For the foetal lungs, liver and the placenta, test–retest variability was in the range of 14–20% for f, 12–14% for d, and 17–25% for D*. The diffusion coefficients of the investigated brain regions were moderately to highly reproducible (VAR 5–15%). However, f and D* showed inferior reproducibility compared to corresponding measures for the lungs, liver, and placenta. The IVIM parameters of the foetal kidney were revealed to be highly variable across scans.

Conclusions

IVIM MRI potentially provides a novel method for examining microvascular perfusion and diffusion in the developing human foetus. However, reproducibility of perfusion and diffusion parameters depends greatly upon data quality, foetal and maternal movements, and foetal-specific image post-processing.

Keywords

Diffusion-weighted imaging (DWI)FoetusIntra-voxel incoherent motion (IVIM)Magnetic resonance imaging (MRI)Repeatability (reproducibility)Test–retest variability

Key points

  • Foetal IVIM imaging portrays foetal organ and placental microvascular perfusion

  • Repeatability of IVIM-derived values are moderate for the placenta, foetal lungs and liver

  • Current protocols do not allow repeatable foetal brain and kidney IVIM measurements

  • Foetal IVIM imaging requires advanced image post-processing and analysis

Background

Biological tissues exhibit complex diffusion characteristics due to the presence of multiple micro-scale anatomical compartments and structural barriers. During diffusion-weighted imaging (DWI) obtained with magnetic resonance imaging (MRI) [1], this may result in multiple diffusion coefficients coexisting in the elementary imaging units, so that the most commonly used mono-exponential model of diffusion may not unambiguously represent the underlying physiological phenomena. The intra-voxel incoherent motion (IVIM) concept describes micro-scale translational movements within imaging voxels with a bi-exponential model. While thermally driven Brownian motion results in relatively low apparent diffusion coefficients in human tissues, water protons undergo an order of magnitude larger displacement per unit time as a result of their perfusion-driven flow across the microvascular network. The possible applicability of the IVIM concept in diagnostic imaging was initially suggested in 1989 by Le Bihan et al. [2, 3]. More recently, faster MRI sequences have paved the way for clinical applications of IVIM [46].

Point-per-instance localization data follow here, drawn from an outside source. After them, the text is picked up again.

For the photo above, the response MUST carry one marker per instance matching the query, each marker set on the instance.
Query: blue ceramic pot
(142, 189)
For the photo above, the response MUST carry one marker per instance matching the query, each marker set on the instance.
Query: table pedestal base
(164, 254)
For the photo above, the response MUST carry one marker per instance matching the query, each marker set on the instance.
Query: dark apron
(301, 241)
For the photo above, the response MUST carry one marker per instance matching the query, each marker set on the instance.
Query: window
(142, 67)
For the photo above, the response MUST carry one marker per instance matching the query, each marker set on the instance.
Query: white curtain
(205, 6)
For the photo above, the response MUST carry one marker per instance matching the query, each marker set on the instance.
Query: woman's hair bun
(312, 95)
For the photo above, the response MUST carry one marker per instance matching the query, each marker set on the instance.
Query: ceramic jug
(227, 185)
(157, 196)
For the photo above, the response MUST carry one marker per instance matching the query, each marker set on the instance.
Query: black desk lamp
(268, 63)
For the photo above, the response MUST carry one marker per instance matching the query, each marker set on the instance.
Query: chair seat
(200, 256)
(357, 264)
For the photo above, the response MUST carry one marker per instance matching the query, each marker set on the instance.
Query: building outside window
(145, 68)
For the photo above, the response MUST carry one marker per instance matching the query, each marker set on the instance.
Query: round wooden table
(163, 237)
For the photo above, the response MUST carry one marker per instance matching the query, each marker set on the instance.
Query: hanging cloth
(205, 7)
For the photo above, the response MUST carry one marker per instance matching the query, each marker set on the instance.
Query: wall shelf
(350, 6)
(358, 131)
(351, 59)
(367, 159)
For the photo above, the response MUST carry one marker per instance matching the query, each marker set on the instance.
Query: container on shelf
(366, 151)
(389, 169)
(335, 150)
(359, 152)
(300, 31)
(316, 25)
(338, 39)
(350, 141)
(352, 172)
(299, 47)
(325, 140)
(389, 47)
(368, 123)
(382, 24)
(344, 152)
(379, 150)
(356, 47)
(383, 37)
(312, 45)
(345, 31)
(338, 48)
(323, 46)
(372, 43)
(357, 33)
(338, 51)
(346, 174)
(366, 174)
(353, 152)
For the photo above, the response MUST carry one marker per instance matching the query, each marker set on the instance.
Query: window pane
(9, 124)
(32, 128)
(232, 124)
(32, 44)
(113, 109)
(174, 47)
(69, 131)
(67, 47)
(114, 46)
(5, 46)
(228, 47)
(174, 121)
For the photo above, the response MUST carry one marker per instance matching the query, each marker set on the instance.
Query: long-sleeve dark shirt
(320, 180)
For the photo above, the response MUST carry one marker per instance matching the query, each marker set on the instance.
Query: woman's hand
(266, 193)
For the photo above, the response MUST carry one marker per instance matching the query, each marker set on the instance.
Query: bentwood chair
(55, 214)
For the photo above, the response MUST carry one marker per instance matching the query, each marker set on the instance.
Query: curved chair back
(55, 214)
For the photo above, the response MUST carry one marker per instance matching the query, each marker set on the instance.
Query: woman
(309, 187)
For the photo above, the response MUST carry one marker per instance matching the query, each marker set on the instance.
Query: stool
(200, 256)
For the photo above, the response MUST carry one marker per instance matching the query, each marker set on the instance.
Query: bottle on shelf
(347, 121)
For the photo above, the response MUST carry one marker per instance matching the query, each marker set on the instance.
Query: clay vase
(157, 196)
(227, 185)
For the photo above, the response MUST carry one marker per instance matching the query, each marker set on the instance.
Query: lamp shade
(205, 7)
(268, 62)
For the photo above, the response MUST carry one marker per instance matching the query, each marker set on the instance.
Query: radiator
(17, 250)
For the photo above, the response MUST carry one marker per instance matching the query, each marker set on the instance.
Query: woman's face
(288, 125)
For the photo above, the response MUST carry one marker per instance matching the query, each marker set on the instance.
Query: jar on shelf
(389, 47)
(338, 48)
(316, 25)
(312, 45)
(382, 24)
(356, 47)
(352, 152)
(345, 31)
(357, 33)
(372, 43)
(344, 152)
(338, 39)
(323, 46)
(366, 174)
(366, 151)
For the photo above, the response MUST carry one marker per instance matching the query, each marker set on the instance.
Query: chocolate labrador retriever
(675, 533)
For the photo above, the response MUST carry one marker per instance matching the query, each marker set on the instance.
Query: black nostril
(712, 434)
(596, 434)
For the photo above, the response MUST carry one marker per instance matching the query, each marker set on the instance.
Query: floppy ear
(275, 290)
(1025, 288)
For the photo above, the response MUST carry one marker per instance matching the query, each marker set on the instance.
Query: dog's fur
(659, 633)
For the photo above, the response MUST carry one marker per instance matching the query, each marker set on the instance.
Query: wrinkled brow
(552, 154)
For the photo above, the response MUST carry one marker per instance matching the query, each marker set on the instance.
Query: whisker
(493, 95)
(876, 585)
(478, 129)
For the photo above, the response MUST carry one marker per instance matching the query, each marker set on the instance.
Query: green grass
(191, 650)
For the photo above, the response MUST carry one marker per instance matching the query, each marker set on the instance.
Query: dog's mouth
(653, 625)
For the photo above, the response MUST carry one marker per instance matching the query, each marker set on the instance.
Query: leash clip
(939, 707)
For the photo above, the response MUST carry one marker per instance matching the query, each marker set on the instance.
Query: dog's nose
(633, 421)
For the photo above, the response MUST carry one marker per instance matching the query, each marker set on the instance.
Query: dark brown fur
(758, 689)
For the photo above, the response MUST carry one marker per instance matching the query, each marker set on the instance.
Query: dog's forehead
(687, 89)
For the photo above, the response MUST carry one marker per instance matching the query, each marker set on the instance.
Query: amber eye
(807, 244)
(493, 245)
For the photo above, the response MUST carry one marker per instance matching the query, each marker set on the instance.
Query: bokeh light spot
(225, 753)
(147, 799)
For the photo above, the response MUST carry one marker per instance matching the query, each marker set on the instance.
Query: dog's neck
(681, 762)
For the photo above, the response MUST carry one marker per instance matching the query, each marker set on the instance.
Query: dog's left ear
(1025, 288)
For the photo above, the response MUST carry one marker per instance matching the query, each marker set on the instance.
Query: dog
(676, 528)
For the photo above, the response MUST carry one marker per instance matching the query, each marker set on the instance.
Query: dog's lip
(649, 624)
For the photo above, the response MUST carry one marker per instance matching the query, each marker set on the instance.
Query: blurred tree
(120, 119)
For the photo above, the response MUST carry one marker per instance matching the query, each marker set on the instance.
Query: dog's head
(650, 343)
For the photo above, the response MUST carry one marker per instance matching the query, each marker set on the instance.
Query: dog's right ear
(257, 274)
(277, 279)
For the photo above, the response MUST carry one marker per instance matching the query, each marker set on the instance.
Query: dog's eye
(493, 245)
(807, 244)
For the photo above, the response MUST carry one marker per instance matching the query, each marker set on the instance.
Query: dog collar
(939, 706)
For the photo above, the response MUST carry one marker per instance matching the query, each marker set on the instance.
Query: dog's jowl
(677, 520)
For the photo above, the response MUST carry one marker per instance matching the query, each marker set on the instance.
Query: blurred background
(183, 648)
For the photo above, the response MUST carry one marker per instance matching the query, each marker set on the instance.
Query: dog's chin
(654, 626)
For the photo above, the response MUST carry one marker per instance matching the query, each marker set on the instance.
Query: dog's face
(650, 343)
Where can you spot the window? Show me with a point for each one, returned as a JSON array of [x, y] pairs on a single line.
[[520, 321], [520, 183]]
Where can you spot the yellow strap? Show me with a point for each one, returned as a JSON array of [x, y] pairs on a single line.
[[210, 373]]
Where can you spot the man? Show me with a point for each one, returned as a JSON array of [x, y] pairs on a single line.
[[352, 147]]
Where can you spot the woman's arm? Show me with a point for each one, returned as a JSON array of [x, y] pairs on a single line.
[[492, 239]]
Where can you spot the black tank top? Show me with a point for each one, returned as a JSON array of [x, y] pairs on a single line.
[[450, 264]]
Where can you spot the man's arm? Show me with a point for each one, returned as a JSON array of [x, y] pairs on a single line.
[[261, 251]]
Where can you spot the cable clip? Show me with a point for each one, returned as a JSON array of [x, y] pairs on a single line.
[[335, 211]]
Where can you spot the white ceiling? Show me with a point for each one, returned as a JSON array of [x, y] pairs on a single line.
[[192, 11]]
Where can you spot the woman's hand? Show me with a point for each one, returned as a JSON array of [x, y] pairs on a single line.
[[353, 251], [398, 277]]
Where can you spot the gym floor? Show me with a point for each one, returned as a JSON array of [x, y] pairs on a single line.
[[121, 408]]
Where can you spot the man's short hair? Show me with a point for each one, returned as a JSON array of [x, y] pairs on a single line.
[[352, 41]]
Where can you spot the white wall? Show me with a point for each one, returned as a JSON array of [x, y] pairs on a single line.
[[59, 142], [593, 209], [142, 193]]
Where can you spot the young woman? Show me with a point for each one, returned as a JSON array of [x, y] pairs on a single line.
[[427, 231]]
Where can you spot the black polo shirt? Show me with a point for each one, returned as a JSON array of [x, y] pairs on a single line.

IVIM relies on the assumption that the fast-moving component arises from blood flowing across the vascular bed in such a way that it mimics a random—incoherent—walk. Studies based on IVIM report that the separation of diffusion and perfusion allows more accurate estimation of tissue diffusivity, quantified as the slow diffusion coefficient or real diffusion and indicated as d or slow apparent diffusion coefficient (ADC slow ) in organs that are intrinsically highly perfused, such as the liver, kidney, or placenta [710]. The diffusion coefficient corresponding to the fast, perfusion-driven component is regarded as the pseudo-diffusion coefficient or fast diffusion coefficient: D* or ADC fast , while the perfusion fraction (f) describes the fraction of incoherent signal arising from the vascular compartment in each voxel. The parameter f is more likely to represent the relative amount of blood flowing through the vascular bed rather than the flow velocity itself [2]. Preliminary studies demonstrated the use of the IVIM imaging in pregnancy [11] by characterising the effect of pathological conditions on the IVIM parameters, such as the alteration of the perfusion fraction associated with intrauterine growth retardation [1214]. Similarly, arterial spin labelling by means of flow-sensitive alternating inversion recovery has been shown to offer a method for evaluating the transit of blood across the placenta [13].

The successful adaptation of the IVIM technique to the prenatal imaging setting would have important implications for clinical decision-making. For example, the perfusion in the microvascular compartment of the developing foetal lungs, brain, kidneys, or other organs may serve as an indicator of vascular development and organ viability. However, the acquisition of high-quality imaging data with DWI or other echo-planar imaging-based sequences in utero is extremely challenging due to subject motion and the complex anatomical and biochemical environment.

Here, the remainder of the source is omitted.